As the biotech industry sweats its way through this economic downturn, capricious investors want strong evidence that ideas will pan out. That's never easy, but last October, Idun Pharmaceuticals Inc. got lucky. The tiny San Diego company was one month away from running out of cash when its co-founder, H. Robert Horvitz, won the Nobel prize for discovering the genes that control cell death -- the science at the heart of Idun. Horvitz knew that understanding the pathway to cell death could lead to treatments for dozens of diseases, from Alzheimer's to cancer to AIDS. He and his colleagues were on the verge of stringing together $22.8 million in venture capital, but they feared the whole thing might fall apart, as so many biotech financings had. The VCs "wanted to know how much money they would make and how fast," says Horvitz, an investigator at Massachusetts Institute of Technology. His Nobel sealed the deal.

Many biotechs have harrowing tales to tell. Hundreds of small fry -- the very companies that are laying the foundation for breakthroughs -- are strapped for cash and shunned by investors who fear a dot-com-like crash. Big Pharma won't jump in to finance startups until they see positive late-stage trial results, and they're not willing to make oversize bets anymore. The top 10 biotech deals of 2002 were worth just $3 billion, down from $25 billion in 2001, according to PriceWaterhouseCoopers. VCs are staying away, too, because they're afraid they may never see a return on their investment. "I regard this as the bio Ice Age," says Alan G. Walton, partner at life-sciences VC firm Oxford Bioscience Partners.

A fallback option for startups is to license early-stage discoveries to deep-pocketed competitors. There is an eager market. James Mullen, CEO of Biogen Inc. in Cambridge, Mass., says he looks at several potential licensing deals a week in hopes of finding one or two gems each year. "It's a matter of reconciling the potential payoff with the estimated cost of moving the research to the next phase," Mullen says. In January, Biogen partnered with Sunesis Pharmaceuticals Inc. in South San Francisco, Calif., which is developing drugs to treat autoimmune diseases, one of Biogen's three specialties. The deal could be worth more than $60 million to Sunesis.

Licensing should only be a temporary solution, though. While it keeps the science alive, it forces innovative young companies to sacrifice potential future profits from their valuable intellectual property. Sunesis, for instance, forfeited the right to commercialize drugs that come out of the Biogen partnership. For biotechs to outgrow the licensing crutch and regain investors' interest, the industry will need to grapple with each of its other four hurdles. Without that, it may never break the cycles of hype and havoc that have dogged this sector since the 1970s. The endgame, however, will be worth the risk: In 10 years time, Amgen and Genentech -- with annual sales of $6.3 billion and $3 billion, respectively -- could be sharing the stage with half a dozen biotechs of comparable size. That means, for the first time, the newcomers would have the financial heft to sustain long-term research -- the kind that leads to blockbuster drugs.

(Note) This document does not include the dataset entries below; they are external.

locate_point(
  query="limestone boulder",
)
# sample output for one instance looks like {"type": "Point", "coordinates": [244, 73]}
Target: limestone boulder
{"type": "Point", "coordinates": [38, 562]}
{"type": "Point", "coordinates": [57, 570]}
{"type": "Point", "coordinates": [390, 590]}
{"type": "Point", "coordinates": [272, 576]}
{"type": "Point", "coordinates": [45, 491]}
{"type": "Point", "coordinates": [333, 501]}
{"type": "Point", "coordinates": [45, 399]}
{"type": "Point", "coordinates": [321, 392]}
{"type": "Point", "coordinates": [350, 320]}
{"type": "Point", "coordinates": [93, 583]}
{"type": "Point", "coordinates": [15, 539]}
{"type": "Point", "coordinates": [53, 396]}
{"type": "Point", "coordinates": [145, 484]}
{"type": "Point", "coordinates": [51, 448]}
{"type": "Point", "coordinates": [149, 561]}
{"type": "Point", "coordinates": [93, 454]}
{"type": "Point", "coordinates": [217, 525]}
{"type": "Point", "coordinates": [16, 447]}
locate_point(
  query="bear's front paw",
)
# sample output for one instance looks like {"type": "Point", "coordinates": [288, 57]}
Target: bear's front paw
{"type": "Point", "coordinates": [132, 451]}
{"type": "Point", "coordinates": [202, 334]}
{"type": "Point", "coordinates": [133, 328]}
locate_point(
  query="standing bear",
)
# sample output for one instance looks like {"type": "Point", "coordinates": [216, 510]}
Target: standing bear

Biotech's hopes and challenges are summed up well by George B. Rathmann, who co-founded Amgen more than 20 years ago and is now chairman of Nuvelo Inc., a Sunnyvale (Calif.) gene-discovery company. "Genomics has given us a burden of riches: thousands of genes we don't understand," he says. Yet as the pieces fall together, knowledge of DNA will open the door to personalized medicine. "We know all that is possible," he says. All that -- and so much more.